Impute missing air quality data from the EPA AQS dataset with models trained on surrounding air quality stations. Then, predict the air quality at a point using a method similar to that of Falke and Husar.
The code is currently setup to predict the PM10 concentration at a point. Data missing from PM10 monitors is filled in with models trained on surrounding PM10, PM2.5, CO, and/or ozone data.
Many EPA AQS sites only report air quality values once every 3, 6, or 12 days, and stations frequently experience downtime. To fill in missing data and create a more complete datase, neural networks are trained to predict stations' readings based on available readings from stations nearby.
The figure below shows the available (black) and filled-in (red) data for a PM10 station in Florida. The filled-in data is the output of a model trained on the available data, with surrounding air quality stations (whose readings are shown below the plot) as predictors. For this station, data is only reported through 2012; values for remaining days are filled in with the model.
Values reported or imputed for the stations surrounding a point are used to predict the air quality at the point, based on the weighted averaging of Falke and Husar. This approach scales a station's weight with the inverse square of the distance and accounts for the spatial clustering of stations. The temporal considerations presented in the paper are not included in the weighting here.
To test the algorithm, one EPA PM10 station is chosen as a "test" station and its readings are removed from the database and reserved for validation.
The map below shows the point at which the PM10 concentration is being estimated (the red X), the EPA AQS PM10 stations used in this estimation (the black circles), and the other air quality stations used to impute missing values in the PM10 stations (the colored triangles: black are other PM10 stations, green are PM2.5 stations; magenta are CO stations).

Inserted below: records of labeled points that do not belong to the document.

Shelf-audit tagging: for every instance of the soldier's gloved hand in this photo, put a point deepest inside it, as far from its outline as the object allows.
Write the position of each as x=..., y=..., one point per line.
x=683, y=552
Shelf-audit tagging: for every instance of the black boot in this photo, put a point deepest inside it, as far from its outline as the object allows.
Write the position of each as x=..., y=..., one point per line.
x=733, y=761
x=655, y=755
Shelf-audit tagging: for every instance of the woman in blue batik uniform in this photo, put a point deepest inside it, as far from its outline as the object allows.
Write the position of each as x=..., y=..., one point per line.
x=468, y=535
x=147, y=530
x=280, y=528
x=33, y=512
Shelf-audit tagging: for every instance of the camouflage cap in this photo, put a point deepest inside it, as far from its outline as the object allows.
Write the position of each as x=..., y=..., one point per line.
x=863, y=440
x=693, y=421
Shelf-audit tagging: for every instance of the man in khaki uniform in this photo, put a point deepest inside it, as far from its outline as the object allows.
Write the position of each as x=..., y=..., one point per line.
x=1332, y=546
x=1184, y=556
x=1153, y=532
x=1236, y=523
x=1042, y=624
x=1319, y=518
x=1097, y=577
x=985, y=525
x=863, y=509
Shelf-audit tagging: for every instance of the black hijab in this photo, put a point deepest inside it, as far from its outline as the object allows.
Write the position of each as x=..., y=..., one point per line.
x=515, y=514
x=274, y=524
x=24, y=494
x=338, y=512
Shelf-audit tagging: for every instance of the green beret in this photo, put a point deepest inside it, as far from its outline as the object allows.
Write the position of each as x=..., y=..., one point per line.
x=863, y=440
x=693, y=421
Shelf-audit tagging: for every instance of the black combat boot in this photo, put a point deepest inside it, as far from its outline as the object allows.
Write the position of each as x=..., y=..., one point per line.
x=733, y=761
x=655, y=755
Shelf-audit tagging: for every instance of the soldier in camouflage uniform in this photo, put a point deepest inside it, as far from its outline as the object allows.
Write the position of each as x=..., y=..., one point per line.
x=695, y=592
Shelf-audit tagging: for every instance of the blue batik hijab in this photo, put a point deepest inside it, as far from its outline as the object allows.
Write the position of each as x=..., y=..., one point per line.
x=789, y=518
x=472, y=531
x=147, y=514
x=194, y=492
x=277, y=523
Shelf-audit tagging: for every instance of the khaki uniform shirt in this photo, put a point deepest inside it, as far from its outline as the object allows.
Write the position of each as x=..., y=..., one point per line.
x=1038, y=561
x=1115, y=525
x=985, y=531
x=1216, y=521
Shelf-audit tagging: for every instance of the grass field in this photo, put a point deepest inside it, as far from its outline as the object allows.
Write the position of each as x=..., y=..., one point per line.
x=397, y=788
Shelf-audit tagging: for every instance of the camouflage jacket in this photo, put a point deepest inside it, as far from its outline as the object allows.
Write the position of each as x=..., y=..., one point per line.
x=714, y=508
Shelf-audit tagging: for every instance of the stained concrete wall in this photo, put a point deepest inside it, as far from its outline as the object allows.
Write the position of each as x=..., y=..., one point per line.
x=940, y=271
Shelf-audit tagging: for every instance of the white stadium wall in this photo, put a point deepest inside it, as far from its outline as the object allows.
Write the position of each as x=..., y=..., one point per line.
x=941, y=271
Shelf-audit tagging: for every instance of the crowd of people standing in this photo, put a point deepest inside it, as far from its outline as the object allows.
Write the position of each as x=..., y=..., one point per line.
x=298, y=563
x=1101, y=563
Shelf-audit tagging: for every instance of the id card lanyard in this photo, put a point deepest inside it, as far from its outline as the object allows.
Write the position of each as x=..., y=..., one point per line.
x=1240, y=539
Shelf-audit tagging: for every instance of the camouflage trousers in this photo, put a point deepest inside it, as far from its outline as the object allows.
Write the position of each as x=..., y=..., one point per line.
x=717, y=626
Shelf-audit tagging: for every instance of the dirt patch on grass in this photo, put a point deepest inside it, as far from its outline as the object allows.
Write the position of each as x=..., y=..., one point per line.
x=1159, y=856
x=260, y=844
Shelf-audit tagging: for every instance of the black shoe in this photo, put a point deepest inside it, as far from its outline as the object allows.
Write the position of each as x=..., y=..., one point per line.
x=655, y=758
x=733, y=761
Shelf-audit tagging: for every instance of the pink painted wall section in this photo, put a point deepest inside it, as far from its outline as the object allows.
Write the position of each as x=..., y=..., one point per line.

Below is a plot of the target data recorded at the red X which was reserved for validation (green), and the estimation as determined with (black) and without (grey) missing PM10 data filled in. Both daily values (top) and a 14-day rolling mean (bottom) are shown. The rolling value is relevant to correlating PM10 with PV soiling trends, since we define soiling periods to be at least 14 days in length.
To estimate air quality at a point with or without missing data imputed first, run aq_estimation.py
and adjust the inputs in "User Inputs" as necessary.
To run the validation, download air quality data (at least PM10 and PM2.5) from the EPA and put the location of the directory with the .csv
s in folder
in AQ_ML.py
. Run the script validate_many.py
, in which the coordinates of a PM10 station for which there is daily reported data are picked from test_locations.csv
. Data from this station is removed from the dataset and used in validation (as shown above). Choose r_max_interp
and r_max_ML
such that a suitable number of stations are chosen for interpolation and creating the models; this step may be automated in the future.